Less waste. Buffets require 30-40% over-preparation because you can't predict how much each person will take. Plated service means exact portions. Ironically, even though plated costs more per person, the total food cost can be similar because you're not throwing away kilos of excess food.
The Mordi's Approach: The Best of Both
We don't think you have to choose one or the other. Our most popular format is hybrid:
- Cocktail hour: Buffet-style with live stations — shawarma, sushi, a salad bar. This is where variety shines.
- Dinner: Plated, course-by-course. Soup, main with two options, plated dessert. This is where quality and elegance shine.

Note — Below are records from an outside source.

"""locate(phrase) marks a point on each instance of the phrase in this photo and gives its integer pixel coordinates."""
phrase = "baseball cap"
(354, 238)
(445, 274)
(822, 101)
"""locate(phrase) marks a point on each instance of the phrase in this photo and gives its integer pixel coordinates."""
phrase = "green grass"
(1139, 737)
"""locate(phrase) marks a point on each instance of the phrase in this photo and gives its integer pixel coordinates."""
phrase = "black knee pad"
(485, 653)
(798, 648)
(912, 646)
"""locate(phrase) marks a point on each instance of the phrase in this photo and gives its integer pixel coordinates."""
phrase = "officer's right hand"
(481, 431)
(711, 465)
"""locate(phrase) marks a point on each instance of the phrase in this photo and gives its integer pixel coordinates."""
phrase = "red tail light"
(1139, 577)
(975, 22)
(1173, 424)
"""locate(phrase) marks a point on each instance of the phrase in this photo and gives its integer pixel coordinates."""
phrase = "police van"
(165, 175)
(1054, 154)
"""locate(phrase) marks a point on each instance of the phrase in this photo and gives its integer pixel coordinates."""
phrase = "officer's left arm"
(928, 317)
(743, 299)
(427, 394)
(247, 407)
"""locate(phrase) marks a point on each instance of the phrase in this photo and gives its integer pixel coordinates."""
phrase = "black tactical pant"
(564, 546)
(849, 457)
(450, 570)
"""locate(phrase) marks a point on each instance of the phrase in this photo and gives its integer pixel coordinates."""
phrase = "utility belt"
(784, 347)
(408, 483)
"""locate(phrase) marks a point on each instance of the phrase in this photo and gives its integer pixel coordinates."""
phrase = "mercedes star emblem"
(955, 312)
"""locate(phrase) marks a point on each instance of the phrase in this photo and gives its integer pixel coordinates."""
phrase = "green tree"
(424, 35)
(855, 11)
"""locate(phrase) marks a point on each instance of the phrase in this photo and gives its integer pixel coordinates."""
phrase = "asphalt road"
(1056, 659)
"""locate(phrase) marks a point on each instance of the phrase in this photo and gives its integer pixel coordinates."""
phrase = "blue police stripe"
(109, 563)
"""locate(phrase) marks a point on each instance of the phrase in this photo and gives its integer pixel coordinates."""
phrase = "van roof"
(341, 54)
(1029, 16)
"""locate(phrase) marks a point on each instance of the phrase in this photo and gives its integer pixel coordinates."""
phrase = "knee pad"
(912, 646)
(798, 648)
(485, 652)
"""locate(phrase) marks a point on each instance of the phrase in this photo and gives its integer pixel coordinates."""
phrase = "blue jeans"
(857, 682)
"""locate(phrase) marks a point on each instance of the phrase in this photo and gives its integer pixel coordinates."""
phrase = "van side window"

- Late night: Back to buffet — a casual station with burgers, fries, or fresh pasta. The formality drops, the party kicks in.
This hybrid approach costs about the same as a full buffet (around 150 ILS per person at our Premium tier) but feels twice as elegant. It's honestly the best value proposition we offer.
Common Objections (and Our Responses)
"But my guests want variety!" — They get it. The cocktail hour has 6-8 different options. The main course has two choices. Dessert has multiple options. That's plenty of variety.
"Plated is too formal for an Israeli wedding." — It's not formal, it's organized. Your guests still dance, still sing, still get crazy. They just eat better food.
"It costs more." — Per person, yes, slightly. Total event cost? Often the same or less because of reduced waste and smaller staff requirements during dinner service.
"My older relatives won't like it." — We hear this a lot. In practice, the older generation is usually the most appreciative. They get served at their seat, they don't have to stand in line, and the food is hot. They love it.
The Verdict
We're not saying buffet is bad. For a 400-person wedding or a casual Thursday night event, it makes total sense. But if you're having a wedding of 100-200 guests and you want your food to be a highlight? Plated service — or at least a hybrid — is worth considering seriously. The food is better. Period. And your guests will notice.